Le meilleur allié de Montréal International sera Hubert Bolduc, son actuel président, que Québec a récemment nommé pour diriger IQ International, a affirmé le vice-président à la stratégie et aux communications de MI, Christian Bernard.

Cela dit, a ajouté M. Bernard, « si on veut vraiment que ça fonctionne, la collaboration, il faut des ententes, il faut des mécanismes, parce qu’autrement, cette collaboration va fonctionner en fonction des affinités qu’il peut y avoir entre les individus en place, ou le manque d’affinités dans le cas contraire ».

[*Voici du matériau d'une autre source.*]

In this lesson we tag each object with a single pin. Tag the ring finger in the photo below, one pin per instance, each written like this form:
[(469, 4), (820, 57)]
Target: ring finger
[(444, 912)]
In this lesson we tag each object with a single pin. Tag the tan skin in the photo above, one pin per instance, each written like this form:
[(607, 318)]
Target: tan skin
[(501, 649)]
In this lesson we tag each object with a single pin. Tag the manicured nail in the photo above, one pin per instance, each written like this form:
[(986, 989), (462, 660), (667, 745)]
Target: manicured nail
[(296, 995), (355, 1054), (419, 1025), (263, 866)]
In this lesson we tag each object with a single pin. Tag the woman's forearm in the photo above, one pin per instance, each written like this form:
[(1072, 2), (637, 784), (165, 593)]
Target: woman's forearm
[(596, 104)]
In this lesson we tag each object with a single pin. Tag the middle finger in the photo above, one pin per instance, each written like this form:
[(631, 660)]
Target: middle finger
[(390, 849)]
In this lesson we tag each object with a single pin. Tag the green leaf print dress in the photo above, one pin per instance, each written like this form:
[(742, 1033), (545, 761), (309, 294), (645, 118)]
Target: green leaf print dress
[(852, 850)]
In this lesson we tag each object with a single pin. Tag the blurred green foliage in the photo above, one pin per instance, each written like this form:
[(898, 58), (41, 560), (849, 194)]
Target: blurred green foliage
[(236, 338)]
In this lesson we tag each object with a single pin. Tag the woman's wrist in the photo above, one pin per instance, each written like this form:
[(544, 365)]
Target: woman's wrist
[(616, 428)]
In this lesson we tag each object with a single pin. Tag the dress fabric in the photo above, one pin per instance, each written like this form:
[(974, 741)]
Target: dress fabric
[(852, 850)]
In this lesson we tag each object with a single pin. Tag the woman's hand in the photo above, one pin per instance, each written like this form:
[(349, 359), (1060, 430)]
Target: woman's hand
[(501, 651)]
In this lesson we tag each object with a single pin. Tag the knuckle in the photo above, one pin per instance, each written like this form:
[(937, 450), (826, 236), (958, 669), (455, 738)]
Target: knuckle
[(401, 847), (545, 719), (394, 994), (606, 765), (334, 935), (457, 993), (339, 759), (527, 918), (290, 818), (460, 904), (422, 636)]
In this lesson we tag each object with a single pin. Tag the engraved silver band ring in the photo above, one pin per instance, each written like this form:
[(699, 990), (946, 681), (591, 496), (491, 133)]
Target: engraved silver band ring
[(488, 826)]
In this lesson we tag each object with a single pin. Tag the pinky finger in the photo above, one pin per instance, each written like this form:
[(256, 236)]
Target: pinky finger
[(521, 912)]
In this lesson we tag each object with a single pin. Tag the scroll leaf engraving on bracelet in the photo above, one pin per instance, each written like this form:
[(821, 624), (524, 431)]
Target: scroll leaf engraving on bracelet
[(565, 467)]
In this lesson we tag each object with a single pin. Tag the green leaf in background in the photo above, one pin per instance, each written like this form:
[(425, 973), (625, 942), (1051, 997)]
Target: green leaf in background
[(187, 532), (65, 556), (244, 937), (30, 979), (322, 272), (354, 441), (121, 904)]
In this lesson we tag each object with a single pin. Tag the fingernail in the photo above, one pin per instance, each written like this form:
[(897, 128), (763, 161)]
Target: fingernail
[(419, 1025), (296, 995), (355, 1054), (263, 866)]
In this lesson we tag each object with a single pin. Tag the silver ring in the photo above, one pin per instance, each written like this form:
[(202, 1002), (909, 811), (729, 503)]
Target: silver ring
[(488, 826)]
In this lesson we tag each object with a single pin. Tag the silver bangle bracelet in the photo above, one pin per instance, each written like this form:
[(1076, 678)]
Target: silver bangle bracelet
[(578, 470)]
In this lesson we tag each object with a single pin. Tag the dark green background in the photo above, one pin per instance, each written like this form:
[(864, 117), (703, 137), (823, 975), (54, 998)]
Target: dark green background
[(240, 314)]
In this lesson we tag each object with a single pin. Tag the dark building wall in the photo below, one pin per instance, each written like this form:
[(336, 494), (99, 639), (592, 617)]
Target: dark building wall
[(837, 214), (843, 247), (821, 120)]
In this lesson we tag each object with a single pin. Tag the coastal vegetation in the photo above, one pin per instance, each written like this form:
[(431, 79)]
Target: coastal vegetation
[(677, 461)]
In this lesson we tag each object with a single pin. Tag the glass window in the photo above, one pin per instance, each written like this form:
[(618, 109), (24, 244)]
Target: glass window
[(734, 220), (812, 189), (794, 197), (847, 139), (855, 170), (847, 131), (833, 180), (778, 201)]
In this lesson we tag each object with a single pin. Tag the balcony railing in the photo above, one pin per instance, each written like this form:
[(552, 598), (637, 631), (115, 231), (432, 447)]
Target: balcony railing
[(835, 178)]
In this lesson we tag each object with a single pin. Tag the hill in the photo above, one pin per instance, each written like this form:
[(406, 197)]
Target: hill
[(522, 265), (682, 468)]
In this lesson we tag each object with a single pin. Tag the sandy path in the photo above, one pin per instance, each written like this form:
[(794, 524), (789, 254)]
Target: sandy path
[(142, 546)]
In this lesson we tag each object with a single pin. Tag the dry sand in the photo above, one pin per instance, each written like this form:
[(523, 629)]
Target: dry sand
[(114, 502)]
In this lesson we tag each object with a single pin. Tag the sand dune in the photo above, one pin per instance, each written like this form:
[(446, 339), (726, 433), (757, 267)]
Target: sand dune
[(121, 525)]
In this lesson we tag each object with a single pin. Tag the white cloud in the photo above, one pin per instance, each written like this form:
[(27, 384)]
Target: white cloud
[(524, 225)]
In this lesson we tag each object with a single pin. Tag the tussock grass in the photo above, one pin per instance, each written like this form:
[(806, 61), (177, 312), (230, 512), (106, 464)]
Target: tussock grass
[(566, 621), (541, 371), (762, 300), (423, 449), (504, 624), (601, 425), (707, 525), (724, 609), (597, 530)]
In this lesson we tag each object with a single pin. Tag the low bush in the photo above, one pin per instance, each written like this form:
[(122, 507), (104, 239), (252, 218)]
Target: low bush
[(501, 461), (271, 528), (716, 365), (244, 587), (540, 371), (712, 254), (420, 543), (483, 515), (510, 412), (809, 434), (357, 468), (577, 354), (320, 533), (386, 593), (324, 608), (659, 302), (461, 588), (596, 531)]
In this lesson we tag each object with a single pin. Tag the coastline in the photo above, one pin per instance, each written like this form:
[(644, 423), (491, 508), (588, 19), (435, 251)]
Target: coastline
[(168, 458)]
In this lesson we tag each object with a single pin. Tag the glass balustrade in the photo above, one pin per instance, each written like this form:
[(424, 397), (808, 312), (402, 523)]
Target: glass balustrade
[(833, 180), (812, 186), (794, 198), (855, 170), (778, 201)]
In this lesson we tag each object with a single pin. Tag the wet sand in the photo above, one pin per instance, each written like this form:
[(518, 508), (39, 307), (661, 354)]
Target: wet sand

Fruit d’un partenariat entre le public et le privé, Montréal International a récolté l’an dernier environ 17 millions en financement, 80 % de cette somme provenant des gouvernements, dont celui du Québec. Quelque 185 partenaires du privé ont fourni l’autre tranche de 20 %.

En présentant son propre mémoire, le Conseil du patronat du Québec (CPQ) a lui aussi mentionné l’arrimage dans la collaboration. « Le projet de loi est un peu silencieux quant au futur d’organisations qui sont déjà impliquées de ce côté-là, par exemple MI et Québec International », a dit le président du CPQ, Yves-Thomas Dorval, favorable au projet de loi.

En échangeant avec M. Dorval, le ministre de l’Économie, Pierre Fitzgibbon, a reconnu qu’en ce qui concerne « l’existence de Montréal International, Québec International, le nouveau IQ International… il y a une dose de complexité à ça ». Selon le ministre, « ça peut être bien coordonné, c’est l’intention à tout le moins ».

Invité par la députée libérale Dominique Anglade à dire s’il souhaitait voir des ajouts au projet de loi pour clarifier la situation, M. Dorval a dit : « Actuellement, comme on n’a pas de renseignements, je voudrais avoir, que ce soit dans le projet de loi ou au gouvernement, le plus de réponses à ces questions-là. »

« Un des plus grands défis du projet de loi, ça va être la gestion du changement, a ajouté M. Dorval. Si une entreprise travaille actuellement avec Montréal International, elle va peut-être se demander ce qui va se passer. Donc, ça prend des messages. Pas nécessairement dans le projet de loi. Le gouvernement peut être très transparent quant aux orientations à donner là-dessus. »

Aux yeux des Manufacturiers et Exportateurs du Québec, qui appuient également le projet de loi, la continuité fait aussi partie des points à surveiller. « Au 1er avril 2020, les gens d’affaires s’attendent à être accueillis par un appareil à la hauteur de leurs projets. Nous demandons au gouvernement de s’assurer que la transition n’aura pas d’impact négatif sur les entreprises, notamment [en ce qui concerne le] délai de traitement des dossiers », a affirmé sa présidente, Véronique Proulx.